1.2 Bevordering van deskundigheid
De Raad werkt systematisch aan de verdere verbetering van zijn kwaliteit. De Raad hanteert als uitgangspunt dat de interne deskundigheid permanent wordt bevorderd, waar nodig met multidisciplinaire deskundigheid. In 2022 versterkt de Raad zijn kwaliteit en deskundigheid door de onderlinge samenwerking tussen de secretariaten van de Raad verder te bevorderen, en waar mogelijk (online) gezamenlijke trainingen te volgen.
1.3 Overige ontwikkelingen Caribisch Nederland
In samenspraak met de Inspectie van Justitie & Veiligheid zal er vanaf november 2021 een senior inspecteur in Caribisch Nederland worden geplaatst voor de duur van 3 jaar. Deze inspecteur zal voornamelijk ten behoeve van de Raad worden ingezet.

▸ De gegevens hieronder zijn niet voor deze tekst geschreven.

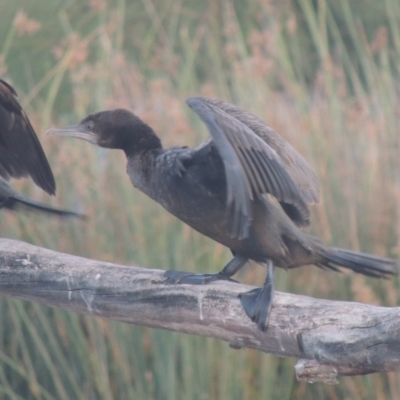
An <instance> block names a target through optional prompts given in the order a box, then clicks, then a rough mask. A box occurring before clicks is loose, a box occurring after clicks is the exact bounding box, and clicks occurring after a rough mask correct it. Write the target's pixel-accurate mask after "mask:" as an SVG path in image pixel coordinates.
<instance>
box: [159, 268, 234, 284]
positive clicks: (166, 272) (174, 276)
mask: <svg viewBox="0 0 400 400" xmlns="http://www.w3.org/2000/svg"><path fill="white" fill-rule="evenodd" d="M164 276H165V277H166V278H167V279H166V281H165V283H175V284H184V283H187V284H190V285H205V284H207V283H210V282H214V281H219V280H226V281H231V282H236V283H237V281H235V280H234V279H232V278H230V277H229V276H227V275H225V274H222V273H221V272H218V273H216V274H188V273H187V272H182V271H174V270H169V271H166V272H165V273H164Z"/></svg>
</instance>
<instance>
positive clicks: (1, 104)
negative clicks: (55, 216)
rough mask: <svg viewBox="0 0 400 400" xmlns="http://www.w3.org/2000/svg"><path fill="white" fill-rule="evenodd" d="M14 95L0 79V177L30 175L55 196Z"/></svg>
mask: <svg viewBox="0 0 400 400" xmlns="http://www.w3.org/2000/svg"><path fill="white" fill-rule="evenodd" d="M16 95H17V94H16V92H15V90H14V89H13V87H12V86H11V85H9V84H8V83H7V82H5V81H3V80H1V79H0V176H1V177H3V178H4V179H9V178H10V177H12V178H21V177H25V176H28V175H30V176H31V177H32V179H33V181H34V182H35V183H36V184H37V185H38V186H40V187H41V188H42V189H43V190H45V191H46V192H47V193H49V194H54V193H55V189H56V184H55V180H54V176H53V173H52V171H51V168H50V165H49V163H48V161H47V158H46V155H45V154H44V151H43V149H42V146H41V145H40V142H39V139H38V138H37V136H36V133H35V131H34V130H33V127H32V125H31V123H30V121H29V119H28V117H27V116H26V114H25V112H24V110H23V109H22V107H21V105H20V104H19V103H18V101H17V99H16Z"/></svg>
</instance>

Na 7 jaar zitting te hebben gehad in de Raad, heeft de heer Th.P.L. Bot op 31 juli 2021 afscheid genomen van de Raad. Ten tijde van de totstandkoming van het jaarplan 2022 is er namens Nederland nog geen nieuw Raadslid voorgedragen. Naar verwachting zal dit voor het einde van 2021 gebeurd zijn.